Der erste Teil zitiert Studien und ordnet neue Anforderungen an Weiterbildung in die bestehende Landschaft ein. Die veränderte Arbeitswelt, die vor allem seit der Pandemie Realität geworden ist, ist dabei ein Ausgangspunkt. Dabei werden u. a. auch (neue) Ansprüche an Unternehmen und Führungskräfte genannt. Einige Konzepte und Ideen werden kurz vorgestellt, u. a. agile Unternehmen, Soziokratie, New Work / Arbeitswelt 4.0, Servant Leadership. Aus psychologischer Sicht kommen einige Aspekte dazu, z. B. Kohärenz und Salutogenese, aber auch Selbstorganisation.
Lernkonzept Flipped Classroom stammt ursprünglich aus der Schuldidaktik. Dabei wird die Erarbeitungsphase aus dem Unterrichtsraum in den privaten (Lern-)Bereich des Lernenden verlagert. Ziel ist, das in der Vorbereitung erworbene Wissen in den Unterricht mitzubringen und so zu einem größeren Lernerfolg zu kommen. Das Buch greift dieses Prinzip für den Weiterbildungsbereich auf. Mit Hilfe des vorgeschlagenen angepassten Konzeptes sollen Seminare neu gegliedert werden können, in denen Teilnehmer:innen sich die Lerninhalte vorab selbstständig erarbeiten und mit ihrem selbst erarbeiteten Wissen dann das eigentliche Seminar besuchen.
Co-Creation besteht im Kern aus zwei Dimensionen: Selbst etwas (er-)schaffen – nämlich Lernergebnisse. Und das Ganze gemeinsam mit anderen – Reflektion und Austausch in der Lerngruppe, im Arbeitsumfeld und mit der Seminarleitung („Lernbegleiter:in“). Zu diesem Kernthema gibt es einiges an Literaturzitaten, wer mag kann also tiefer eintauchen.

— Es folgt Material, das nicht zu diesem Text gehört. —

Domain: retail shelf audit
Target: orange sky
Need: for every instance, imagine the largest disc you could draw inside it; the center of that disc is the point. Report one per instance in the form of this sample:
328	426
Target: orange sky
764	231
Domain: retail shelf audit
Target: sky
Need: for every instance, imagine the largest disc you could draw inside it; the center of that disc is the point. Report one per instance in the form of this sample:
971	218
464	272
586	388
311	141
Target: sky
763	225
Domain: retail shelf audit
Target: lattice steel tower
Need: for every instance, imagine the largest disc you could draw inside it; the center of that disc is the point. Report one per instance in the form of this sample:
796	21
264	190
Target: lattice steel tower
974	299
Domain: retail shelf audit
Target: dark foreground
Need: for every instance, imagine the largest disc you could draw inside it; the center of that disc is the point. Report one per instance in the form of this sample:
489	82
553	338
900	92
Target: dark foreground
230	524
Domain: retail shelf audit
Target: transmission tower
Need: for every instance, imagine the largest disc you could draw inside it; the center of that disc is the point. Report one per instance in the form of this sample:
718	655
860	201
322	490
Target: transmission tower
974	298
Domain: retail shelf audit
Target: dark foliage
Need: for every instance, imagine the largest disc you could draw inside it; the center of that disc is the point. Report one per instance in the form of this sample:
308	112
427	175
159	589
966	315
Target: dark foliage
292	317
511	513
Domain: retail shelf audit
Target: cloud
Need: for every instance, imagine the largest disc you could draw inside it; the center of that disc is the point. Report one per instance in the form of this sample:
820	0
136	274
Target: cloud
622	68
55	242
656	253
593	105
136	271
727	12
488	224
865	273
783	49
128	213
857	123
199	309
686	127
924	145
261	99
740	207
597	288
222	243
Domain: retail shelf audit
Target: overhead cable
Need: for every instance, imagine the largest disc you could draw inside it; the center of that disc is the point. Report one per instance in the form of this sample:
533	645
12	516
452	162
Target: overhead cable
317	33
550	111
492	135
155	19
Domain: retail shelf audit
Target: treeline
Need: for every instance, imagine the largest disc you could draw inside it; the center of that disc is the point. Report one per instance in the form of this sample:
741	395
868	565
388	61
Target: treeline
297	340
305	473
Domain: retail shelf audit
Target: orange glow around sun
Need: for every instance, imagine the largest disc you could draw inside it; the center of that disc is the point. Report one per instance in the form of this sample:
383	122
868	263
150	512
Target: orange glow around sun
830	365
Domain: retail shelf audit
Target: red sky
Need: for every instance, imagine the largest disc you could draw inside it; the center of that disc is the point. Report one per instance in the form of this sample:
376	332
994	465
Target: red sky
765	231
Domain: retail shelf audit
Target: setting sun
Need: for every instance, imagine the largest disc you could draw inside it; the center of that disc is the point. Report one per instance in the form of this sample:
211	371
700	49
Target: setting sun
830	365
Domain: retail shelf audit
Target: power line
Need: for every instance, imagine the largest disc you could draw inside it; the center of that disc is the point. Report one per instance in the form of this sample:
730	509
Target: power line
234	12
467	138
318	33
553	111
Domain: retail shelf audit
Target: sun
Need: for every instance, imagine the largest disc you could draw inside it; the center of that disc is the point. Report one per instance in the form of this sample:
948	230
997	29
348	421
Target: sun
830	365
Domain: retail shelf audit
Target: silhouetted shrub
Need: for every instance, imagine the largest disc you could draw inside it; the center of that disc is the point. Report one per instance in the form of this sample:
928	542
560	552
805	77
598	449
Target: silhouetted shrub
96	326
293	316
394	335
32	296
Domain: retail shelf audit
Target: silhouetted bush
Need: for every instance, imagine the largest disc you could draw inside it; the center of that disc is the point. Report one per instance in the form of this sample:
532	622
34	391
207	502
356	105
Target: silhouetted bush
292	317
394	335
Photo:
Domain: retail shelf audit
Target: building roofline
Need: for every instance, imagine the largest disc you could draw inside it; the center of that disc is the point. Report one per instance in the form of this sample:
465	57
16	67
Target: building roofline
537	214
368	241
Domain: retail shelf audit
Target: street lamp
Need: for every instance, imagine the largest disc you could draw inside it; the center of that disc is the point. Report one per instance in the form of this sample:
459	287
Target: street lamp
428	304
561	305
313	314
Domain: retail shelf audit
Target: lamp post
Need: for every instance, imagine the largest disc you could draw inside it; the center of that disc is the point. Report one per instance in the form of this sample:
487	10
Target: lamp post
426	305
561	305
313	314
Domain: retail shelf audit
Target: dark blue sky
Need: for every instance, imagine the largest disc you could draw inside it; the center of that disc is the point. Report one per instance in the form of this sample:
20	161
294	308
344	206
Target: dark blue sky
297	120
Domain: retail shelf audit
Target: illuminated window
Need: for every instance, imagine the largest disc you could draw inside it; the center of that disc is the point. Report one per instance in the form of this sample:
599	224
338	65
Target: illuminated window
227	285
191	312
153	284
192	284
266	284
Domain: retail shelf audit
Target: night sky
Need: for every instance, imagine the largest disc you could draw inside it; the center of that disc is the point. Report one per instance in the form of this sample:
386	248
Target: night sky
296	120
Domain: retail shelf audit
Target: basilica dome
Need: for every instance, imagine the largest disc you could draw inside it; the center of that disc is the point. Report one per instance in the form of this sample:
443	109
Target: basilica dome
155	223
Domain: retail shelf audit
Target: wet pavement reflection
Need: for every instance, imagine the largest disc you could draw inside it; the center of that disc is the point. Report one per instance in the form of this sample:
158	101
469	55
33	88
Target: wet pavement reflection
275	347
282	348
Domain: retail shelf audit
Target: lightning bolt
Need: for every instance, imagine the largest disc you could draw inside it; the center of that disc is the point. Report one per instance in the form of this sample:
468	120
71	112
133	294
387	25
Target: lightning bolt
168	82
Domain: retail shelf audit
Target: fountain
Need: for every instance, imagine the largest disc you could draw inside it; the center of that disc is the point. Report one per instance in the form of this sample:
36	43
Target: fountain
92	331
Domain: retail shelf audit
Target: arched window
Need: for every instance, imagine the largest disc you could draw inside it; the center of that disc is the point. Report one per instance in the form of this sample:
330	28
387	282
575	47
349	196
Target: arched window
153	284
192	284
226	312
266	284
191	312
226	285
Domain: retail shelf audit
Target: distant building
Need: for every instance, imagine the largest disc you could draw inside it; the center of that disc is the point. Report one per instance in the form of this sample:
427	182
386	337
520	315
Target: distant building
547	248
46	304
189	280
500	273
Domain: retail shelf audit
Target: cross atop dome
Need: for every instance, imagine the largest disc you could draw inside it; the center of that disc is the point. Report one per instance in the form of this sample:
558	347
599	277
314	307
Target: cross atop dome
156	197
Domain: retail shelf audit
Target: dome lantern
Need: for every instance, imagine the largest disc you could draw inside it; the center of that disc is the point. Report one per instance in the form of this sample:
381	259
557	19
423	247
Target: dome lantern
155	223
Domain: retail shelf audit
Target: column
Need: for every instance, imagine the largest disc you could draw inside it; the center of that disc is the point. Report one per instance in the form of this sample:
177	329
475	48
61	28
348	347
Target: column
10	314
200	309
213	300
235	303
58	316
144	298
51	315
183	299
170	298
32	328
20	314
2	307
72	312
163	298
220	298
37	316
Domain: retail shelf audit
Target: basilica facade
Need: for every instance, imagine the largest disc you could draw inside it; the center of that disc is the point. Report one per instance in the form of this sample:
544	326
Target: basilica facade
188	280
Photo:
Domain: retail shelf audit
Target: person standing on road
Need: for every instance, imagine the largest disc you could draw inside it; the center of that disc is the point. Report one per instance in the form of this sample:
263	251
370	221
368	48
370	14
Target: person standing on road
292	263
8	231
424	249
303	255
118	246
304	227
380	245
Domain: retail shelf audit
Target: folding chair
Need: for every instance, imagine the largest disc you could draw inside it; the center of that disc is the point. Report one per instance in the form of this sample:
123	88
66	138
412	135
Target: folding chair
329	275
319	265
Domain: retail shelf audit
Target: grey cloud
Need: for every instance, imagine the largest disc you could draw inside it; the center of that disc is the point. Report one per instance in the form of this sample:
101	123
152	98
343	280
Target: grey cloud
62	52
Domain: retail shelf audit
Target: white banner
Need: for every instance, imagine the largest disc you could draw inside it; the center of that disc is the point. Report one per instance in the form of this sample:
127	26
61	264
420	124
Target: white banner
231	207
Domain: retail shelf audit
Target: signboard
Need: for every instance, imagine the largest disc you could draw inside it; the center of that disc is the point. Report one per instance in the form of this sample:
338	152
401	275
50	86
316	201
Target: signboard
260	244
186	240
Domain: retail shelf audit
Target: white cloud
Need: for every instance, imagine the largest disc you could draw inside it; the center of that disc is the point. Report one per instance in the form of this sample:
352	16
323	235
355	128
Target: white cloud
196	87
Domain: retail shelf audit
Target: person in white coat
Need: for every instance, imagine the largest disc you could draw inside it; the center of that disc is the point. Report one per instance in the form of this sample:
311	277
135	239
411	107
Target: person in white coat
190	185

Gut gefallen haben mir besonders zwei Begriffe, die ich hier entdeckt habe: Double loop learning vs. Single loop learning. Double loop learning umfasst auch die Reflektion über Fortschritte und Lernprozess plus das, was man im Single loop learning im Fokus hat: Verbesserung der eigenen Performance, ausgerichtet auf Ziele/Erfolge im Beruf, d. h. unternehmerische Ergebnisse.

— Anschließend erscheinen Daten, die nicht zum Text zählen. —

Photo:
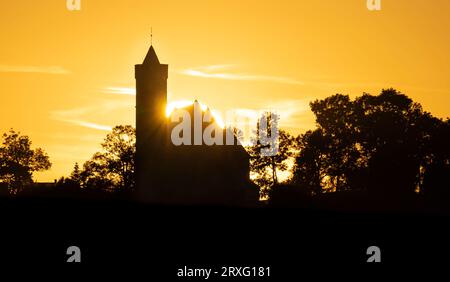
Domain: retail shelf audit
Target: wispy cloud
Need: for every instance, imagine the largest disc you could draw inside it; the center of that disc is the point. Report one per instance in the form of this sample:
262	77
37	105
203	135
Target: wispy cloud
120	91
218	71
88	124
82	116
34	69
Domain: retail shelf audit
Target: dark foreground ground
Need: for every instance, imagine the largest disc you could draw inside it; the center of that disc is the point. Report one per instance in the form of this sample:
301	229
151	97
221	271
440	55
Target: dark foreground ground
158	240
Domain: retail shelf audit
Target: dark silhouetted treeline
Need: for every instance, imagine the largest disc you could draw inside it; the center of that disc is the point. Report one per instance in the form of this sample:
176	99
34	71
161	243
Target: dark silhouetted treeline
374	151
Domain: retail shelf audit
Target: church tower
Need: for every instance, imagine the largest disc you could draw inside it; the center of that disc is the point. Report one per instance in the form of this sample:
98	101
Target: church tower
151	126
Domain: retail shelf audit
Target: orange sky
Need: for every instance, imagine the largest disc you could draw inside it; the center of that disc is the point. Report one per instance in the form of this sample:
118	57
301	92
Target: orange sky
66	76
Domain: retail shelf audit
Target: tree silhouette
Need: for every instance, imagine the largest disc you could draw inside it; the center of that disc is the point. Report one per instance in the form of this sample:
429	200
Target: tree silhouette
18	161
265	167
385	144
114	167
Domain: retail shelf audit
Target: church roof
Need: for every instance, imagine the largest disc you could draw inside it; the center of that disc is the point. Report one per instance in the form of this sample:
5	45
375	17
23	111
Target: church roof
151	57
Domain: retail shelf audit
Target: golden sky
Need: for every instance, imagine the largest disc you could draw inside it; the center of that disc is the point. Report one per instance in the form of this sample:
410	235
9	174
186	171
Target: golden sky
68	76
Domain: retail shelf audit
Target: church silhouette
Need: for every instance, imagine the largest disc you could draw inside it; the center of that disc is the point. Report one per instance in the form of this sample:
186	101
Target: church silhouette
183	174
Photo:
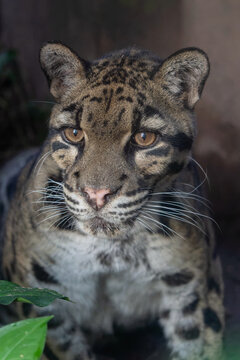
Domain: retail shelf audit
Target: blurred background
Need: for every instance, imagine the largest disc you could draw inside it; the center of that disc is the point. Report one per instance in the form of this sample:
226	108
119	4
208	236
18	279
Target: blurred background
94	27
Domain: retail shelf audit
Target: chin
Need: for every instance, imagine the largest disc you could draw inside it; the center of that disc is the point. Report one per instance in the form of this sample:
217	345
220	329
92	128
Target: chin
102	228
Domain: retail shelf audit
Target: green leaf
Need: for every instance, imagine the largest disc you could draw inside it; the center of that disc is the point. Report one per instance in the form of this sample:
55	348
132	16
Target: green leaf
23	340
40	297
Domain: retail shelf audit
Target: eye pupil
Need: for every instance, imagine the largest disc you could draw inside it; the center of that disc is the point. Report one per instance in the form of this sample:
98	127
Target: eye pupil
73	135
143	136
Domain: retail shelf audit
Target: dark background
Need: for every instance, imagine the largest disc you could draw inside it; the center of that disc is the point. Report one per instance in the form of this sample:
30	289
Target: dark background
94	27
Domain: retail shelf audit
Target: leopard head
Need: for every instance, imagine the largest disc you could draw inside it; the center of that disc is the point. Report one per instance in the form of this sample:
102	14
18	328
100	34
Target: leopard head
122	127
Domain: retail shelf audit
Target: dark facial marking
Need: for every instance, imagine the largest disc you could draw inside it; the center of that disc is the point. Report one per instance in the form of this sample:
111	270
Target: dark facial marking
174	168
212	320
188	334
149	111
11	186
70	108
109	100
164	314
136	120
73	201
79	116
134	192
161	151
133	203
121	114
192	307
41	274
68	187
64	223
57	145
178	279
179	141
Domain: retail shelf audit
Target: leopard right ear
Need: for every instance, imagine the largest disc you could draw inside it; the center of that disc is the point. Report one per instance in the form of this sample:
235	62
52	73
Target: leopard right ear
63	68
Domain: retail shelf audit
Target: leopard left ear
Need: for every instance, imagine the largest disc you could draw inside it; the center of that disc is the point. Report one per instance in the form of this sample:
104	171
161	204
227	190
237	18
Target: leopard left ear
183	75
63	68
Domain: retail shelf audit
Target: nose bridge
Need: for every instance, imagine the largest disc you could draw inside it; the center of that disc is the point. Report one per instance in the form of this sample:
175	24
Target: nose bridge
102	166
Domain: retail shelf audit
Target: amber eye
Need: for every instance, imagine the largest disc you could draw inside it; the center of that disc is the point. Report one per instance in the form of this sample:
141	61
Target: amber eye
144	138
74	135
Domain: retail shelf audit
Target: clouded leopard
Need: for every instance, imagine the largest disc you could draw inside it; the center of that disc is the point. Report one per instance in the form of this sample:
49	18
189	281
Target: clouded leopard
109	211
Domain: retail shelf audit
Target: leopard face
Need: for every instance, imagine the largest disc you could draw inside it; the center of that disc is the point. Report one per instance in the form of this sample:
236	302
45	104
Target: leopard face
122	128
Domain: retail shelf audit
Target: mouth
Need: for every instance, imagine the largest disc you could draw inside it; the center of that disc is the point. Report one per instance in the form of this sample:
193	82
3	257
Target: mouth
98	224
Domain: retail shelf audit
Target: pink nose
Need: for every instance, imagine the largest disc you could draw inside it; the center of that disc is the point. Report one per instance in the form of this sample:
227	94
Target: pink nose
97	198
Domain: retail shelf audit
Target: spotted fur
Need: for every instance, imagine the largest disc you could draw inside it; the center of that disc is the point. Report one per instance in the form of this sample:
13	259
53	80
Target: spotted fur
149	252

Was mir nicht gut gefallen hat, ist der Praxisbezug, der für mich zu wenig vorkam. So hätte ich mir einige ganz konkrete Praxisbeispiele gewünscht. Etwas, das mir vermittelt, dass die Theorie in der Praxis schon mal funktioniert hat. Denn z. B. beim Abschnitt zu IMPACT Solo, der beschreibt, wie ein/e einzelne/r Lernende in einem konventionellen Seminar allein das Flipped Learning praktiziert, habe ich große Zweifel. Denn diese Person käme mit viel mehr Wissen und gar ersten Erfahrungen eine Gruppe, die im Extremfall auf Frontalunterricht eingestellt ist. Das kann gruppendynamisch schwierig werden. Womöglich käme es zur Ausgrenzung dieser Person durch die Gruppe. Darauf wird leider mit keinem Wort eingegangen. Ganz am Ende steht dann noch der Wunsch an Unternehmen / Führungskräfte, dass sich alle doch das vorgestellte Konzept aneignen mögen (mit dem Eindruck, dann wird alles gut). Das ist nach dem theorielastigen Buch für mich ein großer Gap – wie mein Omma sagen würde: „So wird datt nix“.

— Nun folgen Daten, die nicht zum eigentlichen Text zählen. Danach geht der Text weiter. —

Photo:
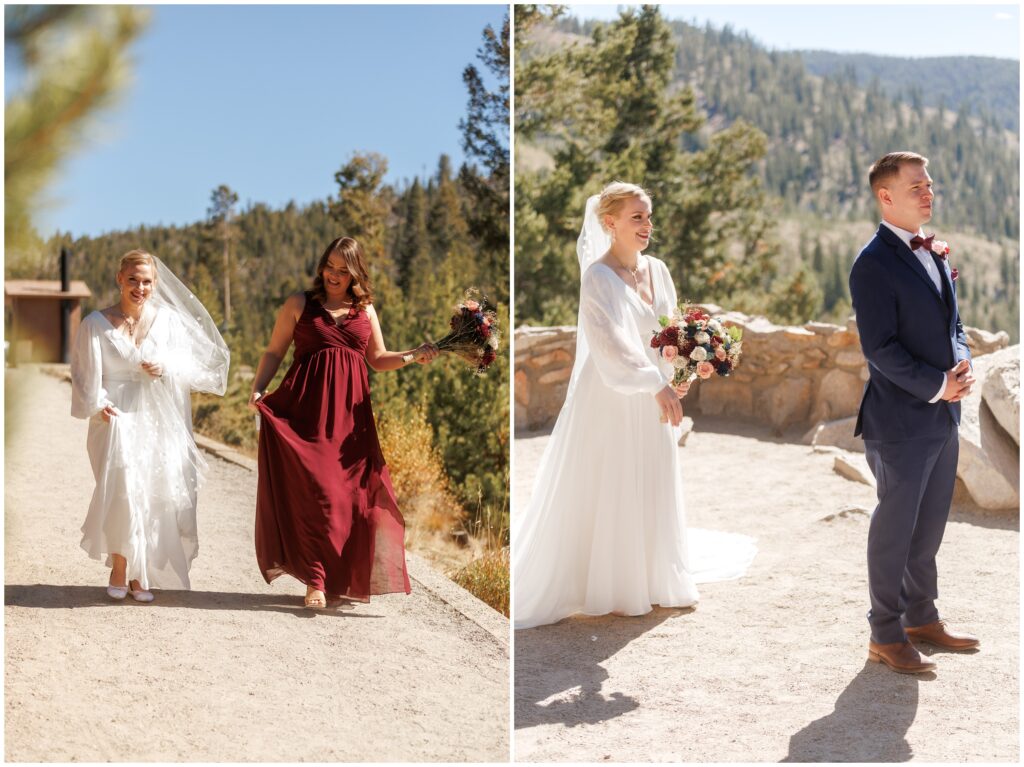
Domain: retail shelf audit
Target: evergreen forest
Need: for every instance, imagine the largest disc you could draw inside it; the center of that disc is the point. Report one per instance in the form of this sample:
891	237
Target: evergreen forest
757	161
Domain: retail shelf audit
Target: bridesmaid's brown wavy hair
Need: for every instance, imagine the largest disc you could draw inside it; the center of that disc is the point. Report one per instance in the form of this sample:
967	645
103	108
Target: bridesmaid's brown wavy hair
359	290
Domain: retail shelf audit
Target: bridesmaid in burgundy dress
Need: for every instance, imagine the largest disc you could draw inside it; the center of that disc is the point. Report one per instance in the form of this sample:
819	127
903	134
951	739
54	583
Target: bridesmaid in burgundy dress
326	512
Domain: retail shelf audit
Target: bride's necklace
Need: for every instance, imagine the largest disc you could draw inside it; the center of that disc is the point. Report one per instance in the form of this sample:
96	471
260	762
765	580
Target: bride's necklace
634	271
130	323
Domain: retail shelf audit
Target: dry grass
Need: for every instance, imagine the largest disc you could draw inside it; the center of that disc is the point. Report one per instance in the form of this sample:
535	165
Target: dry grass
418	472
487	579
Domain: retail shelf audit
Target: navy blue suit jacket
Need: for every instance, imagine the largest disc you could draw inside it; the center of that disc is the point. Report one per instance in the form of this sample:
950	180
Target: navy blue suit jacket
910	335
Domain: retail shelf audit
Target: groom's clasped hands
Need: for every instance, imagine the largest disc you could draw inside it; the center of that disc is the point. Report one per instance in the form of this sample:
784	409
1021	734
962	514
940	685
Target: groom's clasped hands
960	381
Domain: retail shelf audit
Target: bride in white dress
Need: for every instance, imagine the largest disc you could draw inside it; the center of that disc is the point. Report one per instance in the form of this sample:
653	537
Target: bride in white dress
133	366
605	527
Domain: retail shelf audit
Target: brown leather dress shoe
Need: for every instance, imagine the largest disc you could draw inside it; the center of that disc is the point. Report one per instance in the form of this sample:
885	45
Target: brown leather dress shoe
939	635
900	656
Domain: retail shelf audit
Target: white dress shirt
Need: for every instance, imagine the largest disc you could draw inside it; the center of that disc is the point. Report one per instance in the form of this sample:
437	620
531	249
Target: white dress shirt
928	262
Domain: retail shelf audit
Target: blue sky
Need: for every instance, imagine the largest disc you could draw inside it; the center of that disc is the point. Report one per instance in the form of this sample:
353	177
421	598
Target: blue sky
270	100
902	30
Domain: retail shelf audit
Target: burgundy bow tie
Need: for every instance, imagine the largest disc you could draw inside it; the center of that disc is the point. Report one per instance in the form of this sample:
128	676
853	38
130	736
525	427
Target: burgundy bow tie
926	243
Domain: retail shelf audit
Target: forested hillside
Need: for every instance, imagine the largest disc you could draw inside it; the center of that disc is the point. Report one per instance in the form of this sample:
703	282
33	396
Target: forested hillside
820	128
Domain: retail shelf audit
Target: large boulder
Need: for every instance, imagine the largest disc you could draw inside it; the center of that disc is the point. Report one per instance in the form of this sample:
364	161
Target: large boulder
1001	390
982	342
839	395
989	459
836	434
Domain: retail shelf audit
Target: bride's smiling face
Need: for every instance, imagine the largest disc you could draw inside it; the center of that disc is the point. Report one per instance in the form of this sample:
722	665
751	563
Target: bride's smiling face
632	224
136	284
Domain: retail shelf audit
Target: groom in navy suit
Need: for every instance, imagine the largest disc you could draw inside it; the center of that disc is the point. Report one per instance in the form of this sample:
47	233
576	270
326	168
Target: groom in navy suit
920	369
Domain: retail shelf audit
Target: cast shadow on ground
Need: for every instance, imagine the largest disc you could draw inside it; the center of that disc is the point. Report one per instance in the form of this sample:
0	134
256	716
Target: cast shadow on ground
69	597
553	659
869	723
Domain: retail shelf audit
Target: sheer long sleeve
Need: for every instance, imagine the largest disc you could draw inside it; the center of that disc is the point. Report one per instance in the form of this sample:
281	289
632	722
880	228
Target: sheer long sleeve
88	395
614	338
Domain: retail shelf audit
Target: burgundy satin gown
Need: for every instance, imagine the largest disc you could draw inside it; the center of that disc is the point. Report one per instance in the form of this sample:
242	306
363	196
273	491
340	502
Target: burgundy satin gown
326	511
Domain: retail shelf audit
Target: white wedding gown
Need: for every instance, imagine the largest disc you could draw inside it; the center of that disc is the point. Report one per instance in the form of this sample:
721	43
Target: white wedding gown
605	528
145	462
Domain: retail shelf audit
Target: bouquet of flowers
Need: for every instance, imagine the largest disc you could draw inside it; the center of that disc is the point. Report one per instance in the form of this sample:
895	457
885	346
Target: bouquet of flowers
474	334
697	345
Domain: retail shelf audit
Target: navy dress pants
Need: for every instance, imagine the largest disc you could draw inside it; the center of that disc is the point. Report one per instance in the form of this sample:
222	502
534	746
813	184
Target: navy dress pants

Die Autoren sind ein Organisationspsychologe und ein Professor für Leadership, Personal- und Gesundheitsmanagement. Sie bzw. ihre Erfahrungen kommen aus Deutschland und der Schweiz.
Fazit: Von Bildungswissenschaftlern für Bildungswissenschaftler:innen, für mich zu wenig Praxisbezug drin.
Themen
- Weiterbildung betrachten: Formate, Rechtliches, Weiterbildungsmarkt…
- Ökonomische Trends: Demografie, Fachkräftemangel, …
- Remote Work
- Charakteristik digitalen Lernens
- Digital Leadership
- Resilienz & Lernen
- Dilemma: Was soll gelehrt werden? Was braucht es wirklich?
- Digitale Ethik
- Selbstorganisation
- Lernprozessbegleitung
- Lernerfolg, Wirksamkeit und Selbstwirksamkeit
- Learning on the Job
- Flipped Classroom
Georg Michalik und Volker Schulte: „Co-Creation Learning. Wirksame Weiterbildung mit Flipped Classroom“. Schäffer-Poeschel 2022. 39,95 EUR. ISBN 978-3-7910-5774-3.